To avoid the over-fitting of the classifiers and test the reliability of the risk scoring system using the RF, we conduct the final validation on the testing dataset. The results are given in Table 5. Among the considered ten classifiers, the RF yields malignancy rates of 0%, 14.3%, 58.1% and 96.1% in benign category, low suspicion category, intermediate suspicion category, and high suspicion of malignancy category, respectively, compared with 4.2%, 37.5%, 63.0%, and 96.9% for the LR, 14.8%, 37.5%, 58.3%, and 96.8% for the SVM, 3.7%, 35.3%, 69.6%, and 97.3% for the NET, 4.3%, 50.0%, 59.1%, and 97.7% for the ELM, 8%, 11.1%, 73.3%, and 96.7% for the KNN, 22%, 71.4%, 67.9%, and 96.7% for the NB, 0%, 26.7%, 82.4%, and 93.6% for the ADAB, 5.3%, 23.5%, 64.3%, and 98.1% for the LOG, 6.9%, 33.3%, 64.9%, and 97.2% for the LDA, which show that RF method outperforms other nine methods.

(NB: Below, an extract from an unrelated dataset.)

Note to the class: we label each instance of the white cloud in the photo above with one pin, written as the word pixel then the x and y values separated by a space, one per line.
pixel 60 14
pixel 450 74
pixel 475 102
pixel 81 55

Table 5 Risk scoring system of thyroid nodules on the testing dataset

Abnormal nodules

In the abnormal nodules, there is considerable overlap between the characteristics of malignant and benign nodules. Fifty-five (55.6%) of 99 benign nodules has AP/T≥1; 69 (69.7%) has hackly border; 61 (61.6%) contains micro-calcifications; and 100% is solid. In contrast, among 11 malignant nodules, only one (9.1%) has AP/T≥1, hackly border, solid component, and micro-calcifications, respectively, which have significant association with malignancy. The values of SEN, SPE, PPV, and AUC for each of US characteristics for the abnormal nodules are lower than those for the disease nodules.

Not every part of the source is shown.